Who Is Brett Kavanaugh?

Contrary to what supporters say, he’s no originalist.

But Judge Kavanaugh hasn’t earned his originalist badge. It’s being fixed to him to mask the fact that as an appeals court judge, he relentlessly pressed forward a Republican agenda favoring business and religious interests.

.. Judge Kavanaugh leaned a bit toward an originalist approach in two opinions, one in 2008, the other in 2011. But when he was asked in 2016 whether he considered himself an originalist, he didn’t answer, and in a 2017 lecture, he expressed caution. “History and tradition, liberty, and judicial restraint and deference to the legislature,” he explained, “compete for primacy of place in different areas of the Supreme Court’s jurisprudence.”

To a pure originalist, this is an incoherent mixing of methodologies. Any ruling that departs from the original meaning should be thrown out. Judge Kavanaugh has called for no such thing.

.. Instead, he has proudly said that he’s a textualist, which means that he gives primacy to the ordinary meanings of the words of a statute, or the Constitution itself. Textualists steer away from other sources of meaning, like legislative history. Conservatives have often touted textualism for its neutral deference to the legislature. Three of the court’s conservative members — Chief Justice John Roberts and Justices Samuel Alito and Neal Gorsuch — lay claim to textualism as a guiding principle.

But textualism doesn’t serve as an overarching theory for conservative jurisprudence. Textualist interpretation can produce liberal as well as conservative interpretations of statutes. And because ambiguous phrasing in laws leaves judges with choices to make, it doesn’t put much of a restraint on judges. As Judge Kavanaugh has said, quoting the liberal-moderate Justice Elena Kagan, “We are all textualists now.” This means that textualism offers neither a clear dividing line from liberals nor the historical gravitas of originalism.

.. This is clear from the conservatives’ expansive interpretation of the First Amendment’s guarantee of free speech, an approach that has no historical support from the time the First Amendment was written. Despite this, in a series of decisions, from Citizens United in 2010, which opened a faucet of campaign donations and spending, to Janus v. AFSCME in June, which diminished the clout of unions by stopping them from collecting dues from all the workers they represent, conservatives have used the First Amendment to strike down laws that regulate corporations, help unions and limit the influence of money on politics.

.. Tellingly, the court has accepted far more cases involving challenges to regulations of conservative speech than previous courts, with a win rate of 69 percent, compared with 21 percent for cases involving liberal speech. Judge Kavanaugh, too, has embraced this business-friendly interpretation of the First Amendment.

.. With five reliable members, the court’s conservative wing will be in a position to accomplish much, and for the most part it will be easier to achieve its goals without originalism.
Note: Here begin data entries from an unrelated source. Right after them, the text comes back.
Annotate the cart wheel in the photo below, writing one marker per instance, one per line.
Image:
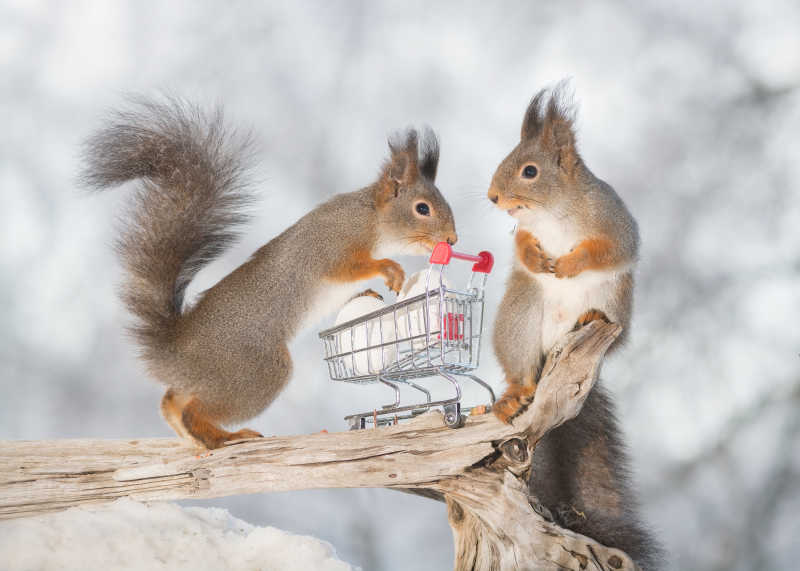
(452, 415)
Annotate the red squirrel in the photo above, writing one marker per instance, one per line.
(575, 249)
(225, 358)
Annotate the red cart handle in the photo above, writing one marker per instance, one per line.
(443, 252)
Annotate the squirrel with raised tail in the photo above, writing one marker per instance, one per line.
(225, 358)
(575, 249)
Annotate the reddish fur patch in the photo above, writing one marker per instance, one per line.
(529, 251)
(590, 254)
(369, 292)
(203, 430)
(360, 265)
(589, 316)
(515, 400)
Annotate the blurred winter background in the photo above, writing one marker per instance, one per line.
(691, 110)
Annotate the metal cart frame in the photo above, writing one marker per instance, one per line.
(433, 334)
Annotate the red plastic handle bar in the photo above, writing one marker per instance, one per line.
(443, 252)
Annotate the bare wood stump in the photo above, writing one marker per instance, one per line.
(480, 469)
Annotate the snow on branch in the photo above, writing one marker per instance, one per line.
(480, 469)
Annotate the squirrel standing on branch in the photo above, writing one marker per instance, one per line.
(225, 359)
(576, 245)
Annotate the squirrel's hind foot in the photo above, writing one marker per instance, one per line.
(188, 419)
(514, 401)
(589, 316)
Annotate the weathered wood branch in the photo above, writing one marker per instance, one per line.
(481, 469)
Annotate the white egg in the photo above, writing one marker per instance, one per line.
(362, 342)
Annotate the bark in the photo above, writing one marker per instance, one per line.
(480, 469)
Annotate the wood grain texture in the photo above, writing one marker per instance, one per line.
(480, 469)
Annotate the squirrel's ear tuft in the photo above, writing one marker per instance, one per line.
(532, 122)
(550, 118)
(402, 168)
(429, 155)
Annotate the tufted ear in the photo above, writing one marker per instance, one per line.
(429, 157)
(532, 122)
(402, 168)
(549, 119)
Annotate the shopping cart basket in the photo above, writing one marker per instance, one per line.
(433, 334)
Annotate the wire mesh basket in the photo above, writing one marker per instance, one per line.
(433, 334)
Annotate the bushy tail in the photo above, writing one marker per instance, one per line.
(184, 213)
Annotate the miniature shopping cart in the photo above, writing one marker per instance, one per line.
(435, 334)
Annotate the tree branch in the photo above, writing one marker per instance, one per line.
(481, 469)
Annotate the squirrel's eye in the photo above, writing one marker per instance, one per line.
(423, 209)
(530, 171)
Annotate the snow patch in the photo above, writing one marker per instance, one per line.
(132, 535)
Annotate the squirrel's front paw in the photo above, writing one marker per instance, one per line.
(393, 275)
(531, 254)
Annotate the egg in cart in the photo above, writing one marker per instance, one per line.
(434, 334)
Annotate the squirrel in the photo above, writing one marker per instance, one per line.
(576, 245)
(225, 358)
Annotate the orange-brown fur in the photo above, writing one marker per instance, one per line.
(359, 265)
(530, 252)
(590, 254)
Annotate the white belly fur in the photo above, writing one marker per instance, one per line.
(566, 299)
(329, 299)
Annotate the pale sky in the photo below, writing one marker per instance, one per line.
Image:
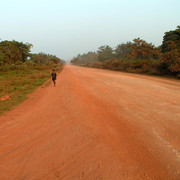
(66, 28)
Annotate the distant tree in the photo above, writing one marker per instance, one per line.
(85, 58)
(140, 49)
(24, 49)
(170, 48)
(105, 53)
(43, 58)
(169, 37)
(171, 58)
(13, 51)
(9, 52)
(122, 50)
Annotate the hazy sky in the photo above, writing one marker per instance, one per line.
(66, 28)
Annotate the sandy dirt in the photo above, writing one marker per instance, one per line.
(95, 124)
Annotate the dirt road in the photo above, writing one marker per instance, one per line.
(95, 124)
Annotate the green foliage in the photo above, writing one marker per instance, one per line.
(13, 51)
(140, 49)
(170, 61)
(138, 56)
(42, 58)
(169, 37)
(20, 80)
(85, 58)
(105, 53)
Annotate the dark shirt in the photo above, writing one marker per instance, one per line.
(53, 76)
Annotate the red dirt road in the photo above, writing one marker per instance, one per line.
(96, 124)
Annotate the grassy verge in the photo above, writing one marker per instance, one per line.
(16, 83)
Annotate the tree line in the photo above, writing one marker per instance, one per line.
(138, 56)
(14, 53)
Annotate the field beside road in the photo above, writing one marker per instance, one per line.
(95, 124)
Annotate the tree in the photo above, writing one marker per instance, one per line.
(171, 58)
(105, 53)
(169, 37)
(9, 52)
(24, 49)
(13, 51)
(140, 49)
(122, 50)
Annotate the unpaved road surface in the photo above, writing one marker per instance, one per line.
(96, 124)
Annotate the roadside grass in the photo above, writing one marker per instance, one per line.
(16, 84)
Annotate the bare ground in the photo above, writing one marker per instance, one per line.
(95, 124)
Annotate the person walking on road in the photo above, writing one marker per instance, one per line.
(54, 76)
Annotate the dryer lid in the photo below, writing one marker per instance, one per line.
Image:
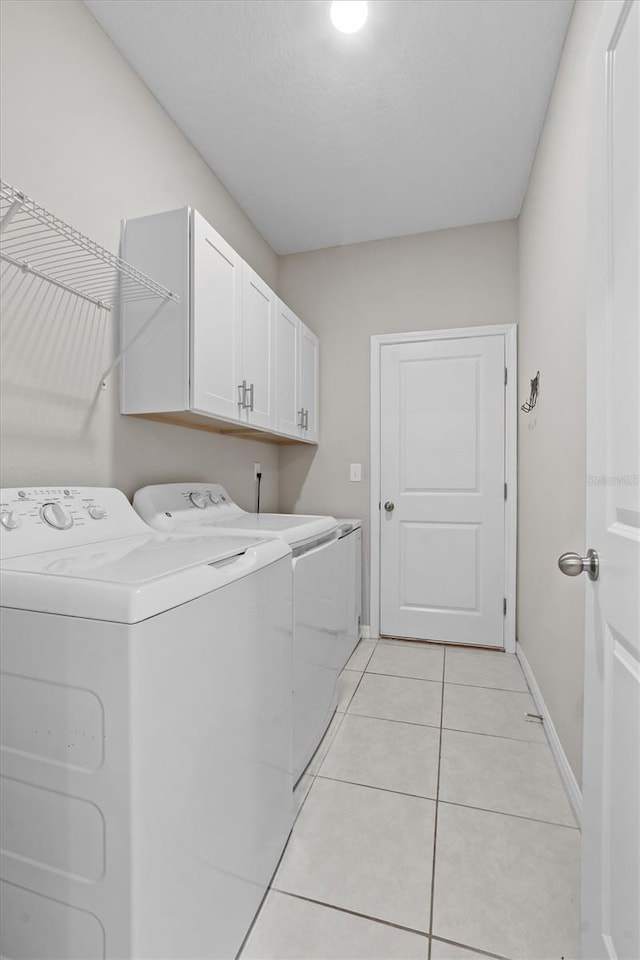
(208, 506)
(130, 579)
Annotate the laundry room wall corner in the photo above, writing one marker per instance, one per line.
(85, 138)
(552, 437)
(448, 278)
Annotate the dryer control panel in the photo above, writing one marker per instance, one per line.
(35, 519)
(167, 505)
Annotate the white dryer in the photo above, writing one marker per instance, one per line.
(317, 655)
(349, 577)
(146, 730)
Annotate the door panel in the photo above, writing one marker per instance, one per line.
(611, 753)
(216, 305)
(442, 467)
(439, 412)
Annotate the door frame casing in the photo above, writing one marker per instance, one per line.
(509, 333)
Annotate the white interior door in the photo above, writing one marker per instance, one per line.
(442, 483)
(611, 769)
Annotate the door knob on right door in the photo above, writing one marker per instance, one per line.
(572, 564)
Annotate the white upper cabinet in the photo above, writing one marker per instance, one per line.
(288, 406)
(258, 350)
(309, 353)
(229, 353)
(216, 322)
(297, 376)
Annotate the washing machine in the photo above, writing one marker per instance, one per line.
(349, 585)
(146, 730)
(317, 615)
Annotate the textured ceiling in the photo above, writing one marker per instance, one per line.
(428, 118)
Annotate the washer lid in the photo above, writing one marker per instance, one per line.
(292, 528)
(131, 579)
(192, 506)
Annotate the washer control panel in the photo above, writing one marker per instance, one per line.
(167, 505)
(34, 519)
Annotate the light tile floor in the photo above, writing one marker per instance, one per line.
(432, 821)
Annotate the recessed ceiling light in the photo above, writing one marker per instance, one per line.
(348, 16)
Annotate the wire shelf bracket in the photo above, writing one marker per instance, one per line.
(35, 241)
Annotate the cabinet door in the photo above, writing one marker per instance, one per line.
(288, 402)
(258, 349)
(309, 349)
(216, 301)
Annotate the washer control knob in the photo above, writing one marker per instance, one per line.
(9, 519)
(56, 516)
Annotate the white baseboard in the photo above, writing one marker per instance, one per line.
(564, 769)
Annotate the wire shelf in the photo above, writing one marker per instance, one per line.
(39, 243)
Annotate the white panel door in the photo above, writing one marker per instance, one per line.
(258, 349)
(611, 769)
(216, 299)
(309, 368)
(442, 490)
(288, 419)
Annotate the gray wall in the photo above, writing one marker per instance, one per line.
(552, 242)
(84, 137)
(452, 278)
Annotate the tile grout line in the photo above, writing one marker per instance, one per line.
(507, 813)
(435, 819)
(472, 949)
(371, 786)
(354, 913)
(454, 683)
(415, 723)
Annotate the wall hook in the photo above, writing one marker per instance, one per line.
(529, 404)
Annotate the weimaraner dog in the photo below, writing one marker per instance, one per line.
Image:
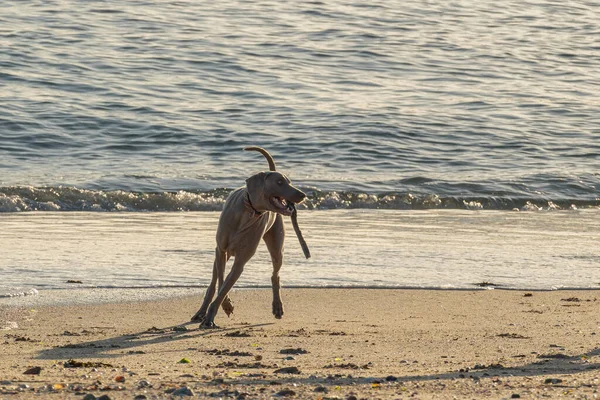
(250, 213)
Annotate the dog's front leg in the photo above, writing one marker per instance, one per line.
(234, 274)
(218, 268)
(274, 240)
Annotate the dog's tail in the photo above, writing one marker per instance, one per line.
(264, 153)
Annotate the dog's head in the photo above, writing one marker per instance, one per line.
(273, 191)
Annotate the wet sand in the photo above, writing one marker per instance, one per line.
(331, 343)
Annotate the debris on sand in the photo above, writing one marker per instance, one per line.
(88, 364)
(237, 334)
(33, 371)
(287, 370)
(293, 351)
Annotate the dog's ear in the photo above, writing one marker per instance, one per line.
(255, 184)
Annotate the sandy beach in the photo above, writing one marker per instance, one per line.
(331, 343)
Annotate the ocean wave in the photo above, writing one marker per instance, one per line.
(62, 198)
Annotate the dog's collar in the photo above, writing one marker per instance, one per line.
(253, 211)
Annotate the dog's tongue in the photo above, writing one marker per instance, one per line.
(305, 249)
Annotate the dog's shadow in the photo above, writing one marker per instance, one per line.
(117, 346)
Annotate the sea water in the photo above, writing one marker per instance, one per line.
(416, 130)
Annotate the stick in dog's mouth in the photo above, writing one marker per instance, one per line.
(305, 249)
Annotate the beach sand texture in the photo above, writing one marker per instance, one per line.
(331, 343)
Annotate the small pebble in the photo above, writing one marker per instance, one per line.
(143, 384)
(285, 393)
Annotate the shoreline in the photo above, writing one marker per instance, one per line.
(80, 296)
(347, 342)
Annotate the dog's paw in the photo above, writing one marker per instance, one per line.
(227, 306)
(278, 309)
(199, 316)
(208, 325)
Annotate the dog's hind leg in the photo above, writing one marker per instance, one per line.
(218, 271)
(274, 241)
(227, 304)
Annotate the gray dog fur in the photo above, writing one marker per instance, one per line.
(250, 213)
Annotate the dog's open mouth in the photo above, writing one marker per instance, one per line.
(282, 205)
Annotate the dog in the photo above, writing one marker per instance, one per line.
(251, 213)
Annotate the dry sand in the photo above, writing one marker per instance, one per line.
(351, 343)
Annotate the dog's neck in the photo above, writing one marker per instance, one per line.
(248, 203)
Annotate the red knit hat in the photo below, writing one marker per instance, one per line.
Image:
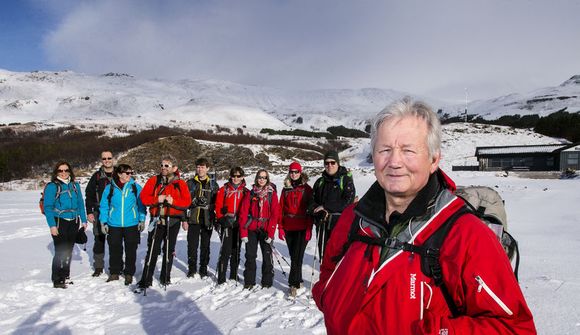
(295, 166)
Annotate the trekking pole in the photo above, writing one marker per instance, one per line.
(149, 260)
(314, 259)
(279, 254)
(166, 244)
(278, 260)
(238, 251)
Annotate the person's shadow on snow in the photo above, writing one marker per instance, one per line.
(172, 312)
(34, 325)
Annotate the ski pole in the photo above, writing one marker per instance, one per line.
(166, 245)
(279, 254)
(314, 259)
(278, 260)
(149, 260)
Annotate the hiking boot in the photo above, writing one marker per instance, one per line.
(112, 277)
(59, 284)
(142, 284)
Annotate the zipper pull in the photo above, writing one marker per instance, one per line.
(480, 281)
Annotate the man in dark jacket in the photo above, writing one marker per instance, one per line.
(200, 218)
(332, 193)
(93, 194)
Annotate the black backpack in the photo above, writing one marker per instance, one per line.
(483, 202)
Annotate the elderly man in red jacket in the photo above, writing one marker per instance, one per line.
(167, 197)
(380, 288)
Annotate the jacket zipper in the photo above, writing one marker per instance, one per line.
(501, 304)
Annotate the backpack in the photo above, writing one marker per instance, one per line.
(484, 202)
(110, 196)
(57, 195)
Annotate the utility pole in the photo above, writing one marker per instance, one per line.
(465, 111)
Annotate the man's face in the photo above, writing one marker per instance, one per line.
(331, 166)
(401, 157)
(201, 171)
(167, 168)
(107, 159)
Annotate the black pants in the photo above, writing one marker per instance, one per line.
(99, 245)
(296, 241)
(63, 245)
(155, 240)
(119, 236)
(323, 231)
(255, 238)
(229, 252)
(193, 236)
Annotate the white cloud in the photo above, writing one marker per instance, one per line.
(419, 46)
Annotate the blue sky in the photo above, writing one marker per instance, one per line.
(435, 48)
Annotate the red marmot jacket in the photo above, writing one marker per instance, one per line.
(258, 212)
(178, 190)
(294, 202)
(360, 295)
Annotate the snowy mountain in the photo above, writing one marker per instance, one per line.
(122, 99)
(542, 101)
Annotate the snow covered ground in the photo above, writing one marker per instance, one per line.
(543, 215)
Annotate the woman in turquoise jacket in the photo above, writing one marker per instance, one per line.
(122, 217)
(63, 206)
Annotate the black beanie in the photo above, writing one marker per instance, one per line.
(332, 155)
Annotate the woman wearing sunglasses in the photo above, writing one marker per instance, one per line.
(295, 224)
(258, 220)
(122, 216)
(63, 206)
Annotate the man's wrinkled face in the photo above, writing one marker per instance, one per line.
(201, 171)
(167, 168)
(401, 156)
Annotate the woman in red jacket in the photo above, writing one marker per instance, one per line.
(295, 225)
(167, 197)
(258, 219)
(227, 206)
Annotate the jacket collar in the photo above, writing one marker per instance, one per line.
(373, 205)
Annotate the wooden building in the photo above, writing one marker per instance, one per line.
(545, 157)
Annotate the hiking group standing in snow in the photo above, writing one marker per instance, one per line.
(378, 271)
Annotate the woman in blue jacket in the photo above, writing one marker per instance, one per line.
(122, 217)
(63, 205)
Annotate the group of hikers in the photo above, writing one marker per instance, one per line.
(115, 204)
(378, 274)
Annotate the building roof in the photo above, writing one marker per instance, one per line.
(519, 149)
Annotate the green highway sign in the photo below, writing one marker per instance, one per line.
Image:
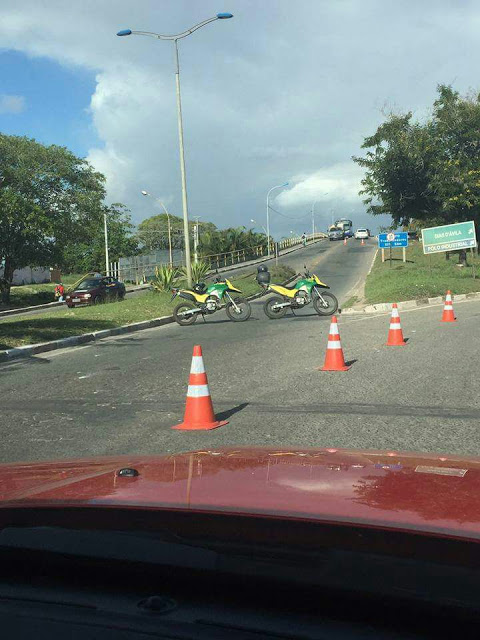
(450, 237)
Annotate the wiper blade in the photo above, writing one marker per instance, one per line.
(108, 545)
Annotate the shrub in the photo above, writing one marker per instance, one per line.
(164, 277)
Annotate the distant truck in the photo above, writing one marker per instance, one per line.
(345, 225)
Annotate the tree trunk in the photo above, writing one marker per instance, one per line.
(6, 280)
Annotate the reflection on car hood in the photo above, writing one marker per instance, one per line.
(428, 493)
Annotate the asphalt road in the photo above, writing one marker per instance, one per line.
(122, 395)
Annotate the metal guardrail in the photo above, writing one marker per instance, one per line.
(142, 272)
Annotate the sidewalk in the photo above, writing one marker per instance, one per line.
(51, 305)
(227, 269)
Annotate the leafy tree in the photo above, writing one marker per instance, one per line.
(46, 195)
(426, 173)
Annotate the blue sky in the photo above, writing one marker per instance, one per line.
(286, 91)
(56, 101)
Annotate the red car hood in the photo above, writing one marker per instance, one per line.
(408, 491)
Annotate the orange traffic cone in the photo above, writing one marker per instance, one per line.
(334, 360)
(199, 414)
(395, 333)
(448, 315)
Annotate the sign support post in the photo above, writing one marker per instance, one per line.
(393, 239)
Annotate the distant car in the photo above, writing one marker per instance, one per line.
(361, 234)
(335, 234)
(96, 291)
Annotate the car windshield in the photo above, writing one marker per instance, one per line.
(149, 146)
(89, 284)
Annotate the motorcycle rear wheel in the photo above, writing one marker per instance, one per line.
(242, 314)
(332, 304)
(274, 314)
(184, 321)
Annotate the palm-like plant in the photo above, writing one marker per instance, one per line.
(164, 277)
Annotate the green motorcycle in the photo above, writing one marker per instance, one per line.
(308, 289)
(204, 300)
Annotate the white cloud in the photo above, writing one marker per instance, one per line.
(338, 182)
(11, 104)
(266, 96)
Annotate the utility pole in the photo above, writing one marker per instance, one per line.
(107, 265)
(195, 239)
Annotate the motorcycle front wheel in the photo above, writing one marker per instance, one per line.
(328, 306)
(184, 320)
(272, 313)
(243, 313)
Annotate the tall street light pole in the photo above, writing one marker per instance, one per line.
(146, 193)
(175, 38)
(107, 265)
(278, 186)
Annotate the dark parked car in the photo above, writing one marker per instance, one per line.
(96, 291)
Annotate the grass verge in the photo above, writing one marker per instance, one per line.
(350, 302)
(420, 277)
(64, 323)
(29, 295)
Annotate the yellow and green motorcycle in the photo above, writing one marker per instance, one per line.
(204, 300)
(308, 289)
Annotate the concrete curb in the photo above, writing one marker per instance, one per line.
(73, 341)
(383, 307)
(16, 312)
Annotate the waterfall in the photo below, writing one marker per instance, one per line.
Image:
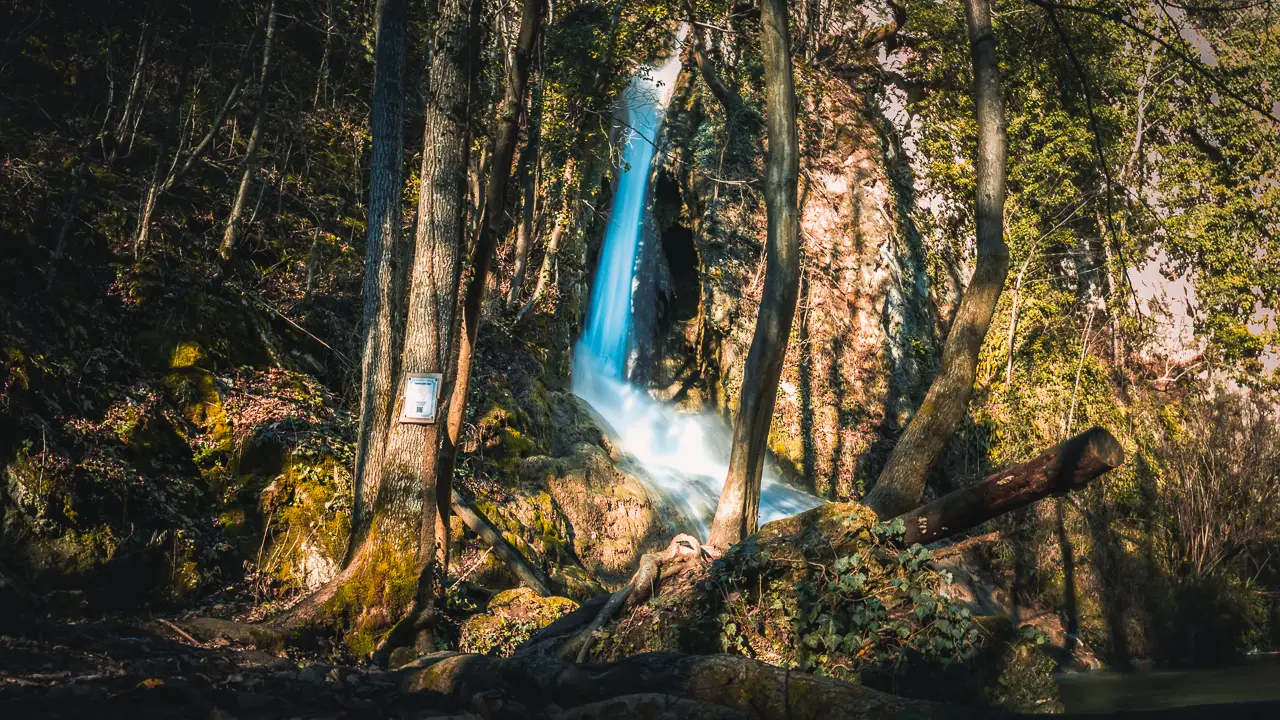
(682, 458)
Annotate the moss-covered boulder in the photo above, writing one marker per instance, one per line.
(511, 619)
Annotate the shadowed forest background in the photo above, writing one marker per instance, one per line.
(197, 206)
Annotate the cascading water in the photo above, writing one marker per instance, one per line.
(682, 458)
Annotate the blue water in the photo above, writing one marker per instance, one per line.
(681, 458)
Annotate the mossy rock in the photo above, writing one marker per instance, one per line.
(511, 619)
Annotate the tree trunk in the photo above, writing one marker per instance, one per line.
(490, 228)
(384, 251)
(529, 160)
(480, 525)
(901, 482)
(392, 572)
(737, 513)
(231, 235)
(679, 686)
(1063, 468)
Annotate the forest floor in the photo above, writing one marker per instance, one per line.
(146, 669)
(149, 668)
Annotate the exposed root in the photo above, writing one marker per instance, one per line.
(639, 589)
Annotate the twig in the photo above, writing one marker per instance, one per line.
(471, 569)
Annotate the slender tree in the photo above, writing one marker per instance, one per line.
(411, 455)
(529, 163)
(737, 513)
(231, 235)
(901, 482)
(490, 228)
(383, 255)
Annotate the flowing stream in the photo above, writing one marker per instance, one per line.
(682, 456)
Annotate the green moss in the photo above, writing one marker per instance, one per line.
(379, 592)
(511, 619)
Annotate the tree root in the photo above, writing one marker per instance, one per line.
(639, 589)
(714, 687)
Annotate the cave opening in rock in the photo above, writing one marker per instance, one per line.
(677, 245)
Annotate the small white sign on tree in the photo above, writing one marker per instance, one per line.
(421, 397)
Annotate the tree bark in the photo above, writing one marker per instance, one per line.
(490, 228)
(411, 460)
(1063, 468)
(480, 525)
(737, 513)
(568, 201)
(231, 235)
(901, 482)
(384, 253)
(400, 546)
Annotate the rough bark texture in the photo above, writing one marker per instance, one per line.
(714, 686)
(401, 541)
(568, 203)
(490, 228)
(1060, 469)
(737, 513)
(231, 236)
(383, 255)
(901, 482)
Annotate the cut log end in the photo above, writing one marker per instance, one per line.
(1105, 446)
(1060, 469)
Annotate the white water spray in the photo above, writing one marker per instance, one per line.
(684, 458)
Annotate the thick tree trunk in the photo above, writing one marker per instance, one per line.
(1060, 469)
(383, 254)
(231, 235)
(529, 160)
(392, 570)
(901, 482)
(480, 525)
(737, 513)
(490, 228)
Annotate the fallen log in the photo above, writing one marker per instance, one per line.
(711, 687)
(1063, 468)
(480, 525)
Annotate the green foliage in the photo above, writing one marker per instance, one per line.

.. Expect a reappearance, however, when it comes time to reconsider the constitutional right to abortion access established in Roe v. Wade. With that important exception, originalism has largely served its purpose and can be cast away

.. Judge Kavanaugh’s supporters call him an originalist rather than the pro-business Republican he is because of the theory’s claim that it separates law from politics. As the gap between originalism and the greater goals of conservative jurisprudence widens, however, the claim that the Supreme Court stands above the political fray, already damaged, will become harder to sustain.